On Fri, 24 May 2013 19:39:15 +0200, Cristiano <cristiapi@NSgmail.com> wrote:
>I calculate the skewness and the kurtosis from a set of real numbers >(distribution unknown) using the formulas: > >http://mvpprograms.com/help/mvpstats/distributions/SkewnessCriticalValues > >http://mvpprograms.com/help/mvpstats/distributions/KurtosisCriticalValues > >I usually need to check whether the calculated skewness and kurtosis are >in good agreement with the expected values for a normal or uniform >distribution; I need a p-value. > >I'm trying to replicate (via simulation) the p-values (alpha) presented >in that site, but I get different values.
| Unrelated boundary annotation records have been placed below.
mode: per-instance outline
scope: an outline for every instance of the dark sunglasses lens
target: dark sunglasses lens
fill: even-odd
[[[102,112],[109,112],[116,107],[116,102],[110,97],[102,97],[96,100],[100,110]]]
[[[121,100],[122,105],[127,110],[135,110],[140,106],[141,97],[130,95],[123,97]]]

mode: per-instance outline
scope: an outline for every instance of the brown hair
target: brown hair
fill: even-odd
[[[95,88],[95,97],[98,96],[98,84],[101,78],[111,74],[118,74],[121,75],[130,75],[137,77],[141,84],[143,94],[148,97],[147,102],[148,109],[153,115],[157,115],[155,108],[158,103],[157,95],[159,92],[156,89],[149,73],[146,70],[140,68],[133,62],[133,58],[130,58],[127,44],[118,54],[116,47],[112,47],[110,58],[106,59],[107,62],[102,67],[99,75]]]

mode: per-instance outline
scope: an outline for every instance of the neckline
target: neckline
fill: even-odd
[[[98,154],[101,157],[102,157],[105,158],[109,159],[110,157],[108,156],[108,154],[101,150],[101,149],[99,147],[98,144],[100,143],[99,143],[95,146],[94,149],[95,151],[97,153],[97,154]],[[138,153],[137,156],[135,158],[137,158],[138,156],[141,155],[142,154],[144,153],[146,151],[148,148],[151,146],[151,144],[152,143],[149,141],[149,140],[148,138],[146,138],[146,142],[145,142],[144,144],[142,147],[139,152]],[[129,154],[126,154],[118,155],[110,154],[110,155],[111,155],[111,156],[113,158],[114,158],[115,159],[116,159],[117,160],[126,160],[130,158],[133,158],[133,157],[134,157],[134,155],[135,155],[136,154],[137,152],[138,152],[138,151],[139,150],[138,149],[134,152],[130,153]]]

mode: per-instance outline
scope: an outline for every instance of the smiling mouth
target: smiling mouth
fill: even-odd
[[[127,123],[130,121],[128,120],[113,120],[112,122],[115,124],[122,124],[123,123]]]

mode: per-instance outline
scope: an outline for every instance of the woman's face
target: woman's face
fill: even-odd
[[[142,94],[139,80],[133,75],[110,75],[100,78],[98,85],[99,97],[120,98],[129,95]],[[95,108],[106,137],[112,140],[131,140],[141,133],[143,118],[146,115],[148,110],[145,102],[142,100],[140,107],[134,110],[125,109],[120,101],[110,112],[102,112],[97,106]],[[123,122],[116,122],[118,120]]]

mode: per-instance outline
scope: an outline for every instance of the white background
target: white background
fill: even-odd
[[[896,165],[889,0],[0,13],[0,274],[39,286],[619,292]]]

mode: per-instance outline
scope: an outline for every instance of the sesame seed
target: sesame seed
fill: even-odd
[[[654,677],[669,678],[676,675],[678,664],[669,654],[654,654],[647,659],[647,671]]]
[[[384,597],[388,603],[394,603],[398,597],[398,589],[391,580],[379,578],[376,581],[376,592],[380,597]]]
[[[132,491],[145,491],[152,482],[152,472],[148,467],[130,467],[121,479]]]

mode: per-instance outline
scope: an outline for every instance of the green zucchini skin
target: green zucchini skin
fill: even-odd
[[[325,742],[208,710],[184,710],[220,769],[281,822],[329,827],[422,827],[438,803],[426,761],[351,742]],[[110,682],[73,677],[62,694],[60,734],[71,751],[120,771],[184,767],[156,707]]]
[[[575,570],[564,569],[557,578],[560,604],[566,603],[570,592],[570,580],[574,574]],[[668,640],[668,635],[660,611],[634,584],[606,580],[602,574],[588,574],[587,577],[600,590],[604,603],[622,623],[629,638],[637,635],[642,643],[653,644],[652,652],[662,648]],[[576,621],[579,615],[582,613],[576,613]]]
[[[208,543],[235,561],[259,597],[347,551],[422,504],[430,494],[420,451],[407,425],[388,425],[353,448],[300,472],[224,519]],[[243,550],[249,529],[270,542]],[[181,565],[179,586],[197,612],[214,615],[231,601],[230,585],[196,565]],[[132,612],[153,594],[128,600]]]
For example, for n= 7 and >alpha= 0.1, for the skewness I get 1.169 instead of 1.307. > >For the skewness I do the following: >1) generate a random number x_i in N(0,1) >2) if x_i < 0 discard the number >3) for n= 7 I do the above steps until i = 1428571 >4) calculate the 95th percentile (for alpha= 0.1) of the x's. > >Does anybody know where I could be wrong?
My tentative guess is that you cut-and-paste'd your steps from some wrong source.
Discarding negative numbers has nothing to do with computing skewness, so far as I can imagine.
Somewhere in the steps, you should "compute skewness."
1) Draw 7; compute skewness; save. 2) Repeat 100,000 times. 3) Show 5% and 95% points (should be nearly the same absolute values). 3) Repeat 10 times.